There are more changes that I’ve been contemplating, many having to do with methods of creative expression. I have many more things to consider, and other decisions to make. That’s enough for today, though. It makes me think of one of my favorite quotes, this one from the Talmud: “Life is so short we must move very slowly.”

Happy Holidays!

6 responses »

  1. Oh yes Cindy. The time to reflect and plan. I lost a sister this year and once again I was brought up short with the idea that we do not know what lies ahead. But of course, I will plan for my 84th year and while I am slowing up obviously, there is still so much I want to achieve before the end. Thanks for this post. It certainly has given me food for thought.

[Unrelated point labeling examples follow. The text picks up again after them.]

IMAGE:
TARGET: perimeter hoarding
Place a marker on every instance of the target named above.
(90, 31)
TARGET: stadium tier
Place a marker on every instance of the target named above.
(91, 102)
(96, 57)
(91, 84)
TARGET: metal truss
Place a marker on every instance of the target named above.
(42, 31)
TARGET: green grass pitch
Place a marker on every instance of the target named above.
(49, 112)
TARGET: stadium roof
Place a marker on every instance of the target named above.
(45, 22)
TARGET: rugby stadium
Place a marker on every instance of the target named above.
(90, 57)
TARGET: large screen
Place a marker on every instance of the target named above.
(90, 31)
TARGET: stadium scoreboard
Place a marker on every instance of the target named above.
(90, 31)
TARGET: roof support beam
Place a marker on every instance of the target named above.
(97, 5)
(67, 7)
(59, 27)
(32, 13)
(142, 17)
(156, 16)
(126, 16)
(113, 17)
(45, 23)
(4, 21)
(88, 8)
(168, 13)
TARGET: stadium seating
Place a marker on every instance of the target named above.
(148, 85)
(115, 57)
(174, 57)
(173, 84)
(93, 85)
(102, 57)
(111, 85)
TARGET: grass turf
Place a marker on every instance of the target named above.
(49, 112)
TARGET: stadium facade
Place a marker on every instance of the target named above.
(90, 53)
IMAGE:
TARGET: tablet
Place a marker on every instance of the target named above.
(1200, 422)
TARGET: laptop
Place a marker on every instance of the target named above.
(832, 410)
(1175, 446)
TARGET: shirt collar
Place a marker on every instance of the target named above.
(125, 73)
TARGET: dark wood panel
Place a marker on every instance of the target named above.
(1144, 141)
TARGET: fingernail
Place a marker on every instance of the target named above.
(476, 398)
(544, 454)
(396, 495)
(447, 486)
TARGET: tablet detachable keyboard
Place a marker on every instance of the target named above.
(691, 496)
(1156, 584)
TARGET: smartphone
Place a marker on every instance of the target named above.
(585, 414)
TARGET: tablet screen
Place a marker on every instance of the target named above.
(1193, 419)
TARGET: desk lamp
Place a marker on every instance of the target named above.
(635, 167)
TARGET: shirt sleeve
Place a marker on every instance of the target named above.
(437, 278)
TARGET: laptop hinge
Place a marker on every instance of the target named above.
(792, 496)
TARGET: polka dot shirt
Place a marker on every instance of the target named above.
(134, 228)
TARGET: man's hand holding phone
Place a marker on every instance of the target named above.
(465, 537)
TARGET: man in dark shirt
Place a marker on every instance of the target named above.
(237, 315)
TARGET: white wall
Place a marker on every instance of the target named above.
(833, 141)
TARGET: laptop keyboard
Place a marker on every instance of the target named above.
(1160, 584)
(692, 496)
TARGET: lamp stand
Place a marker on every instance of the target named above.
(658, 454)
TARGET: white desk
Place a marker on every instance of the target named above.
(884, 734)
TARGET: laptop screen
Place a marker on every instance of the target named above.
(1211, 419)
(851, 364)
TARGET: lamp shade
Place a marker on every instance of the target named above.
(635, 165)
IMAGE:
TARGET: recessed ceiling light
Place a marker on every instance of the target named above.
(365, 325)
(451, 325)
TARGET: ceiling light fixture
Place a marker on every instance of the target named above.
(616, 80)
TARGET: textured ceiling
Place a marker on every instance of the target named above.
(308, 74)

    • I think that as long as we continue to plan for the future, WHILE enjoying the present moment, we are doing our best to live life to the fullest. Nothing seems to increase awareness of the tentative nature of our lives than the death of a sibling. I think we are somewhat prepared for the loss of parents and grandparents…but sisters and brothers, NO! I’m sorry for the loss of your sister, Judith. Thank you for reading, and for your kind comments!
      PS: The little girl that was involved in the plane crash last month is home now. She attended the Christmas party at her school last week; her father’s funeral the week before that. She is on crutches, and is still on a liquid diet due to her jaw being wired shut, but there is no reason to think she won’t have a complete recovery! We are all heartened by that, in the midst of so much loss!

      • Thanks Cindy for all the information on the little girl. Hopefully, she has other family who can now take care of her and give her if not a happy Christmas, some love at Christmas

      • Yes, she is a lucky child, in that she has a strong, loving Mom, and a sister just a couple years younger than she is, who are sharing in the grief and in the moving forward. She also has twin brothers who, at just two years old, help everyone to focus on the present moment!

  2. It is the best time of year to reflect on our lives and what we might like to change. Congratulations on your retirement from the hardware store. The community center sounds like a lovely way to spend time engaging with others.